Every e-commerce catalogue has a dirty secret, and it’s a number nobody likes to say out loud: the percentage of products that have a proper photo of a real person wearing them. Ours was 73%. Which means more than a quarter of what we sold, thousands of frames, was represented online by a flat shot of the product on a white background, while its neighbour had a crisp image of a model looking great in it. The model shots convert better. Everyone knows this. The problem is that closing the gap means a physical photoshoot, and a physical photoshoot does not scale.

We took catalogue coverage from 73% to 100% in about a month. Not by shooting faster. By not shooting at all for the long tail.

Why the bottleneck was real, not just expensive

It’s tempting to frame this as a cost problem: model shoots are pricey, generate them instead, save money.
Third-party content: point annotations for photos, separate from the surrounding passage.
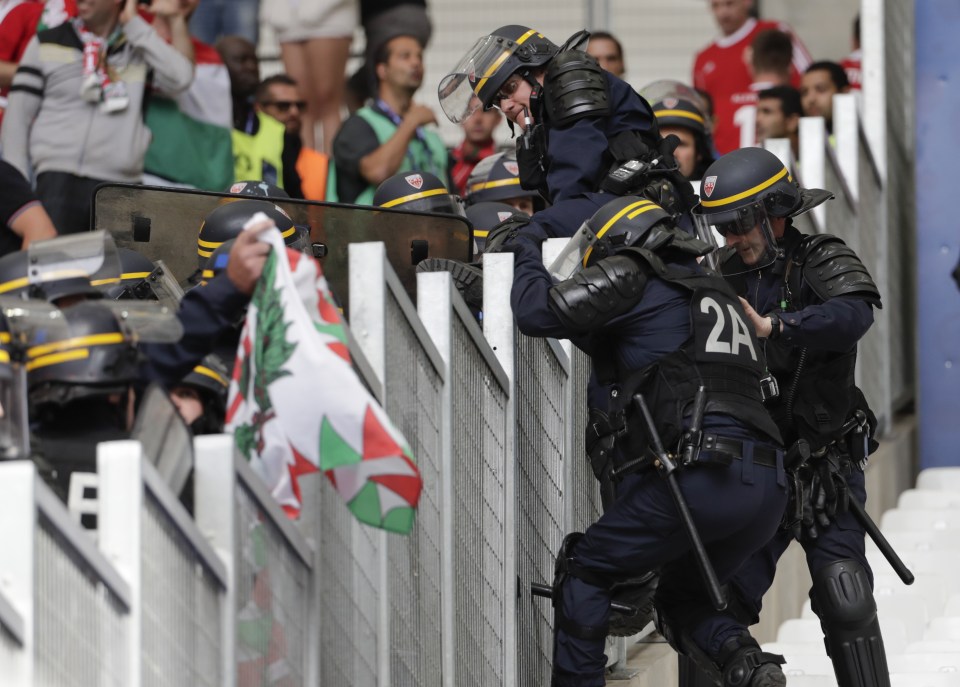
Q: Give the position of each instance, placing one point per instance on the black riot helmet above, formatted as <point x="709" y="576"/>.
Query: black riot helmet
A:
<point x="486" y="216"/>
<point x="497" y="178"/>
<point x="52" y="286"/>
<point x="416" y="192"/>
<point x="226" y="222"/>
<point x="742" y="192"/>
<point x="94" y="357"/>
<point x="493" y="59"/>
<point x="258" y="189"/>
<point x="624" y="222"/>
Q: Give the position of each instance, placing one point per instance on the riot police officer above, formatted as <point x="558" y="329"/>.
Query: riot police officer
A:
<point x="810" y="300"/>
<point x="659" y="329"/>
<point x="580" y="123"/>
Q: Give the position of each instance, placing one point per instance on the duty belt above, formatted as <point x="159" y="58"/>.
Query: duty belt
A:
<point x="762" y="455"/>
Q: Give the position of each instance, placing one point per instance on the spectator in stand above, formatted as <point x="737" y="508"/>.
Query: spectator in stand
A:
<point x="851" y="63"/>
<point x="92" y="69"/>
<point x="383" y="20"/>
<point x="315" y="38"/>
<point x="770" y="56"/>
<point x="608" y="51"/>
<point x="821" y="82"/>
<point x="218" y="18"/>
<point x="191" y="143"/>
<point x="262" y="148"/>
<point x="390" y="135"/>
<point x="778" y="116"/>
<point x="721" y="69"/>
<point x="279" y="97"/>
<point x="477" y="144"/>
<point x="21" y="23"/>
<point x="24" y="219"/>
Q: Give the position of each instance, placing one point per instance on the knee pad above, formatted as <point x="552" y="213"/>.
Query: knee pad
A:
<point x="842" y="598"/>
<point x="566" y="566"/>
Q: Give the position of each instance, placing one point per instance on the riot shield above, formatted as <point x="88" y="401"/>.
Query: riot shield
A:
<point x="163" y="224"/>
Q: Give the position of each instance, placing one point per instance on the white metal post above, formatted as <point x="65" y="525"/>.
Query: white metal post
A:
<point x="215" y="512"/>
<point x="120" y="525"/>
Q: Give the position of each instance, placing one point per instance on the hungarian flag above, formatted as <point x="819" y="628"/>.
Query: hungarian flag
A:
<point x="296" y="405"/>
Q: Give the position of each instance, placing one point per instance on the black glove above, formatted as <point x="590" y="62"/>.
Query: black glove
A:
<point x="827" y="494"/>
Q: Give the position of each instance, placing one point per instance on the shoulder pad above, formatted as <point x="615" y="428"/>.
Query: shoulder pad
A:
<point x="574" y="87"/>
<point x="832" y="269"/>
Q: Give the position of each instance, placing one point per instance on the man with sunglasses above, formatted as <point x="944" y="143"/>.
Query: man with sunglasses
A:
<point x="279" y="97"/>
<point x="579" y="122"/>
<point x="810" y="300"/>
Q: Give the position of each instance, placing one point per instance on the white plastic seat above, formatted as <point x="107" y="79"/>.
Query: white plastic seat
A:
<point x="920" y="519"/>
<point x="924" y="663"/>
<point x="942" y="478"/>
<point x="943" y="628"/>
<point x="811" y="681"/>
<point x="924" y="680"/>
<point x="929" y="498"/>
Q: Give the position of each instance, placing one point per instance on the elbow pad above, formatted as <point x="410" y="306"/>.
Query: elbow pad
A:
<point x="598" y="294"/>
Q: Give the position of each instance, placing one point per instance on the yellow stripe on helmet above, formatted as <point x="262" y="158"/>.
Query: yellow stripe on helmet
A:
<point x="649" y="204"/>
<point x="212" y="374"/>
<point x="679" y="113"/>
<point x="57" y="358"/>
<point x="75" y="342"/>
<point x="749" y="192"/>
<point x="500" y="60"/>
<point x="414" y="196"/>
<point x="484" y="185"/>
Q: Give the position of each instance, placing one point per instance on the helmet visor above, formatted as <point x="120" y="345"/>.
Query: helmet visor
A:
<point x="749" y="232"/>
<point x="574" y="255"/>
<point x="458" y="89"/>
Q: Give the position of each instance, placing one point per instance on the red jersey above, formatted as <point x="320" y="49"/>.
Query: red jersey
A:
<point x="722" y="69"/>
<point x="851" y="65"/>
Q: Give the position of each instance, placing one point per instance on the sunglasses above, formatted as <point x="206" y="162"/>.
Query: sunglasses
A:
<point x="285" y="105"/>
<point x="508" y="89"/>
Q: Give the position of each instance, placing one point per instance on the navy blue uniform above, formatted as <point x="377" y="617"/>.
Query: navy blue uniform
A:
<point x="829" y="330"/>
<point x="577" y="154"/>
<point x="206" y="313"/>
<point x="736" y="507"/>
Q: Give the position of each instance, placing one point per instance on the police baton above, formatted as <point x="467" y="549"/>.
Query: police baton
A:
<point x="666" y="467"/>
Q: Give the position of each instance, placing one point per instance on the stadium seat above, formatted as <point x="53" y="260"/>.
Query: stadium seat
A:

The cost was real, but the actual constraint was throughput. New frames land in the catalogue continuously. A studio shoots a finite number of SKUs a day. The backlog doesn’t shrink; it’s a queue with an arrival rate that beats its service rate, which means it grows forever. You can’t hire your way out of an unbounded queue.

So the goal wasn’t “cheaper photos.” It was “make coverage a solved problem instead of a permanent backlog.” That reframing mattered, because it told us what we could and couldn’t compromise on. We could tolerate a generated image being slightly less perfect than a studio shot. We could not tolerate a pipeline that still needed a human in the loop for every single SKU, because then we’d just have rebuilt the bottleneck with extra steps.

The pipeline, honestly

The headline tools were Stable Diffusion and ComfyUI, but the model was maybe a third of the work. The other two-thirds was everything around it.

Input conditioning. You can’t just prompt “a model wearing these glasses” and get the actual glasses. The product has to be preserved pixel-faithfully: the brand will not accept a frame that’s “inspired by” their product. So the real product image is the anchor, and generation happens around it: we composited the genuine product onto a generated person and scene, using the diffusion model for the parts that need to be invented (the face, the body, the lighting, the environment) while protecting the parts that must not change (the product itself).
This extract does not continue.